Persaingan antar pribadi dan penyusunan
peringkat nilai siswa secara tradisional harus diminimalisir dan/atau dihapus
sama sekali jika mungkin, sebab hal-hal semacam itu menuntun siswa pada
sikap-sikap buruk dan motivasi diri yang merosot.
Penekanan harus diletakkan pada
perlunya lembaga-lembaga sosial yang baru (termasuk lembaga pendidikan).
Bimbingan dan
penyuluhan personal, serta terapi kejiwaan sebagaimana yang ada di luar sekolah
saat ini, umumnya berfungsi sebagai bentuk tersembunyi dari control sosial dan
pelatihan penyesuaian diri anak yang menghalangi kesadaran anak akan
kondisi-kondisi sosial yang melatarbelakanginya, yang melahirkan
problema-problema kejiwaan individual.
9.
Kendali Ruang Kelas
Para siswa musti
dianggap bertanggung jawab atas tindakan-tindakan mereka sendiri dalam arti
seketika, namun musti diakui bahwa pertanggung jawaban siswa pada puncaknya tak
bisa dituntutdalam arti menurrut konsep ‘kehendak bebas’ tradisional.
Para guru harus
bersifat demokratis dan objektif dalam menentukan tolok ukur perilaku,
dan tolok ukur semacam itu harus ditentukan secara bersama-sama dengan para
siswa, sebagai cara mengembangkan rasa tanggung-jawab moral mereka
Lantaran tindakan yang bermoral adalah tindakan yang paling
cerdas, dalam situasi apapun, maka peningkatan
kecerdasan praktis adalah corak pendidikan moral yang paling efektif.
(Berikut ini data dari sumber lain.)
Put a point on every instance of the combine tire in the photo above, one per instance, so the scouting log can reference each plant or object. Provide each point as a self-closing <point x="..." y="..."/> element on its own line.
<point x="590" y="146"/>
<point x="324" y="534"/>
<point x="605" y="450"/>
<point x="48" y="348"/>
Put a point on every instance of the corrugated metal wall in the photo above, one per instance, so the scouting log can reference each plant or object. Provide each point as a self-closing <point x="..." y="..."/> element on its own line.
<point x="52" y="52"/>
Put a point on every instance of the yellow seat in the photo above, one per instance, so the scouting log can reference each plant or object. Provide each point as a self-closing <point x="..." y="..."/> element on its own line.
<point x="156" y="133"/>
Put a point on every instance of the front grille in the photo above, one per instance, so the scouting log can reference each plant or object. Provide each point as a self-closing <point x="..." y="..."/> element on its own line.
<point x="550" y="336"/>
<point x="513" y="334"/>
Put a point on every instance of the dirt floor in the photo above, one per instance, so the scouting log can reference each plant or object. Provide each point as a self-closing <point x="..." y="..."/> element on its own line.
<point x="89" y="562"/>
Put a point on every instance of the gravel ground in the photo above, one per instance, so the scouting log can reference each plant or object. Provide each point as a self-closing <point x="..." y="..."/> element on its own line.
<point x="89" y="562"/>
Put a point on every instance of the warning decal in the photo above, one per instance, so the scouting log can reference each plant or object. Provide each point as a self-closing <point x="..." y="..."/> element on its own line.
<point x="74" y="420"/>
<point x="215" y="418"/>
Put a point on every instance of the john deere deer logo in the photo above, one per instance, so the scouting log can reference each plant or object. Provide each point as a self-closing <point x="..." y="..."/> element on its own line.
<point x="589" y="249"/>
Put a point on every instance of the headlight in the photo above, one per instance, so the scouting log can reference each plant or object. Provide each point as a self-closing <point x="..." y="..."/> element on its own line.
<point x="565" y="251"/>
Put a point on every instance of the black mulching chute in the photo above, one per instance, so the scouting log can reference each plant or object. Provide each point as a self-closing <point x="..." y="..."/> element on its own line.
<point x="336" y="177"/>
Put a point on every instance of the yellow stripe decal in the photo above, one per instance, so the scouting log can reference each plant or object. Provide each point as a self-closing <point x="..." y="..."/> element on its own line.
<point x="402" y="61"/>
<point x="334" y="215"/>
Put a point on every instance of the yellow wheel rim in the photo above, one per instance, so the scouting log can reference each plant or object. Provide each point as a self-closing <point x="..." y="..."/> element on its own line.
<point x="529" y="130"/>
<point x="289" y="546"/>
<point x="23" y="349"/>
Disisi
lain, tindakan yang cerdas, sebagai sebuah cita-cita atau corak ideal secara
sosial yang dianjurkan, memerlukan adanya masyarakat yang cerdas (yang
objektif) dimana setiap orang diberi kesempatan yang setara untuk membuat pilihan-pilihan
tercerahkan berdasarkan kesempatan-kesempatan pendidikan yang setara.[10]